As for "object initializers for immutable objects" I don't think that it will be any useful in presence of record types, considering that you still need to declare the constructor. Also, if the class requirements go beyond of a record, it woudn't make sense to provide the same syntax for deconstruction out of the box.

isaacabraham commented 8 years ago

Positional deconstruction for tuples, yes. For records / classes with named properties - no.

jakeswenson commented 8 years ago

I love all of this. Would you be able to use named arguments in positional deconstruction? (named deconstruction?)

p is Person(firstName: "Mickey", lastName: *)
HaloFour commented 8 years ago

@jakeswenson

Why wouldn't property patterns be sufficient for that purpose?

p is Person { FirstName is "Mickey" }
paulomorgado commented 8 years ago

@HaloFour, operators would inded kill the chance of having virtual methods. But extension methdos wouldn't. Pretty much like LINQ - operators can translate to either instance methods or extension methods.

@MadsTorgersen, @gafter, What's the use case of this?

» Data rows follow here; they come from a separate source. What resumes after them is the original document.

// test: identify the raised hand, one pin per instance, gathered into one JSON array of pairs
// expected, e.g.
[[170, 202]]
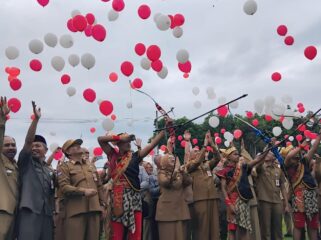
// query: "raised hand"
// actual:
[[36, 112]]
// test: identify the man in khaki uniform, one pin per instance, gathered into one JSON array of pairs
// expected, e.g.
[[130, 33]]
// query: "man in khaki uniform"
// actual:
[[270, 183], [8, 178], [80, 184]]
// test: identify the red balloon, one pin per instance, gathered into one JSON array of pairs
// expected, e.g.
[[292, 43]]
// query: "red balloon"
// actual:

public abstract Person With(string firstName = this.FirstName, string lastName = this.LastName);

Isn't this opening a can of worms?

Would this (or something like this) be valid:

if (p is Person(lastName: "Mouse", firstName: "Mickey")) { ... }
if (p is Person(firstName: "Mickey", lastName: *)) { ... }
if (p is Person(firstName: "Mickey")) { ... }
if (p is Person(FirstName: "Mickey", LastName: *)) { ... }
if (p is Person(FirstName: "Mickey")) { ... }
HaloFour commented 8 years ago

@paulomorgado

Extension methods have the exact same problem that operators do, the dispatch is determined at compile time and not at run time based on the actual type of the instance. In my example above the variable is Person, not Student, so any extension method it would resolve would be for this Person, not this Student.

paulomorgado commented 8 years ago

@HaloFour, you can put the extension methods in any extension class you want to and virtual methods would still be possible.

The exact same thing happens with LINQ. Not all enumerables are alike.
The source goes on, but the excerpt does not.